Democratic education can be broadly understood as an educational philosophy that has as its central value respect for the individual. In every country and school where democratic education has been employed, this underlying philosophy manifests itself in different ways. No two democratic schools are alike.

But in each manifestation, democratic principles form the core of democratic education. Members of the school community form different bodies, similar to the American judicial, executive and legislative branches of government, which oversee the activities inside the school. In this system, students are treated as equals, and are granted great oversight in the direction of their education. They formulate its content to a degree that may seem unimaginable and unmanageable to those accustomed to the standard model of Western schooling.

But Hecht asserts that, much to the surprise of the cynics, this approach often works. “We do not have anarchy,” he said.

Hecht’s philosophy has proven popular in Israel. The Hadera Democratic School was meant to hold 350 students, but it quickly developed such a strong reputation for offering a unique, world-class education that it soon had a waiting list of more then 3,500 students. Before his death, Prime Minister Yitzhak Rabin championed democratic education, and his Ministry of Education granted it high levels of financial support. After Rabin’s assassination, government support waned. When Binyamin Netanyahu took the reins of power, he cut the education budget, and those who supported a democratic education system left the government.

The Institute for Democratic Education picked up the torch in the private sector and continues to spread the word within Israel and internationally. In Israel, public support for democratic education remains strong, Hecht reports.

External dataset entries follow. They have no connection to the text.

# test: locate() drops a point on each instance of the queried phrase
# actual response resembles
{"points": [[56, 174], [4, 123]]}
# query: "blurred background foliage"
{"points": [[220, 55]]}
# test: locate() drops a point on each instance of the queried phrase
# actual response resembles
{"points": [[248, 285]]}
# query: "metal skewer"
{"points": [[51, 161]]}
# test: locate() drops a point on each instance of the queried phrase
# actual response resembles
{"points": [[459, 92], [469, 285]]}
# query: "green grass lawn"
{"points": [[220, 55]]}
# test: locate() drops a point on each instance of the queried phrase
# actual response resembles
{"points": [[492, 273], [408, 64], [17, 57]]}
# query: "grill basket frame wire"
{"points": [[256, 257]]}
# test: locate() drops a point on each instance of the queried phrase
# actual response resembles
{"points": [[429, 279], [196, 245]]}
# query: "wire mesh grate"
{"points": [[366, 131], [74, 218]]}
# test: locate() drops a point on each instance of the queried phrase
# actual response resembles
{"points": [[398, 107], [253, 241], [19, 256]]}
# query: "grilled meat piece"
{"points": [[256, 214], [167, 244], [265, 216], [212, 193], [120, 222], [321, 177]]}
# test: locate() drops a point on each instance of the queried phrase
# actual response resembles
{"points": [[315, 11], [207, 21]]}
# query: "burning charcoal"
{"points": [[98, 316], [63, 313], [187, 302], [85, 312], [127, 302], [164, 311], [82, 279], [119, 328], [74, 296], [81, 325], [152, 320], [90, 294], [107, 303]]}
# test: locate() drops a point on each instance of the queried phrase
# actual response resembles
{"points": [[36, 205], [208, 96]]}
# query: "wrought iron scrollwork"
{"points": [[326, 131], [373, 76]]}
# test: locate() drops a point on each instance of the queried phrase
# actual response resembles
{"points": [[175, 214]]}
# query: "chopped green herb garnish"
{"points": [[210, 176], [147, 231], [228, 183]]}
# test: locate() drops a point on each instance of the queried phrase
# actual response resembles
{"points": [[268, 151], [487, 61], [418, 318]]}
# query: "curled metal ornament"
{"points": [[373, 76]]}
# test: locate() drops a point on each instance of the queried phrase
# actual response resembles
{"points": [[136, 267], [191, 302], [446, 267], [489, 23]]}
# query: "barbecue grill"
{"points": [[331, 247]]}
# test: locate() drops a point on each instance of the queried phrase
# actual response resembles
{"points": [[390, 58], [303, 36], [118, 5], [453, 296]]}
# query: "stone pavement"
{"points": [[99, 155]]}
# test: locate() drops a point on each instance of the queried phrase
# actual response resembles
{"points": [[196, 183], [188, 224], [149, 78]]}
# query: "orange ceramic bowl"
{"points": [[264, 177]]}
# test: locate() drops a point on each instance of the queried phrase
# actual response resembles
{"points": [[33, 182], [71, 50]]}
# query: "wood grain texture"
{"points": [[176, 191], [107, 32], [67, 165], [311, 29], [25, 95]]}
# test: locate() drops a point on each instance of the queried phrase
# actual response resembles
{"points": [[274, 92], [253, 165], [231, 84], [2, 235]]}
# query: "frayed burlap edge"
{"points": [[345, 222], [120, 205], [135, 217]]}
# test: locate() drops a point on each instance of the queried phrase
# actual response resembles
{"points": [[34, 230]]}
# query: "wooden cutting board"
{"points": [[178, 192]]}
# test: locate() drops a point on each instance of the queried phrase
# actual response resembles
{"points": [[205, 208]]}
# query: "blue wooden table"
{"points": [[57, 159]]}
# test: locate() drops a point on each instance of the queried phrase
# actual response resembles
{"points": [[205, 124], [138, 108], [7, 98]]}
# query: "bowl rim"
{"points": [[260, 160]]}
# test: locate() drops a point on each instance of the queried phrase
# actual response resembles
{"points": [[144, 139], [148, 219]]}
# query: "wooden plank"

In a truly democratic school, a peaceful, harmonious learning environment usually blooms, Hecht said. As an example, he pointed to a school in one of the most impoverished, crime-ridden areas of Tel Aviv that now follows the democratic philosophy: Violence, once an enormous problem, has been virtually eradicated, he said. The performance of the students has risen dramatically, and the school is looked upon with measured awe by the Israeli educational community.

According to Hecht, democratic education’s emphasis on nonviolence even benefits those schools in which violence has not reached crisis-like proportions. A culture of aggression, he said, is now a major scourge facing educational systems around the world. Students cannot think creatively in an environment plagued by behavior unconducive to creative thought, Hecht said, behavior that urges a sort of simplistic “anything to get ahead, me-first” mentality.

From his travels around the world observing numerous public and private schools, Hecht has come to the conclusion that educational systems have not responded adequately to the technological advances and seismic social shifts of recent decades, from the decline of the traditional nuclear family to heightened levels of aggression.

“The school system has changed,” Hecht said, “just not in the same direction” as the world. Proponents of democratic education demand immediate, relevant change, he said. They want a system that interacts with the world in a positive way, he said, rather than one that forms an insular cocoon of mediocrity.

Dana Bennis, the teacher who organized the conference at Calhoun, emphasized the potential benefits of democratic education to America. “Education is so strict right now, so limiting, that it detracts from learning,” he said. “We’re living in an information age, where there are more than factory-line jobs. New areas are opening every day. You need to know how to learn and how to be creative, and these skills are enforced by a democratic education.”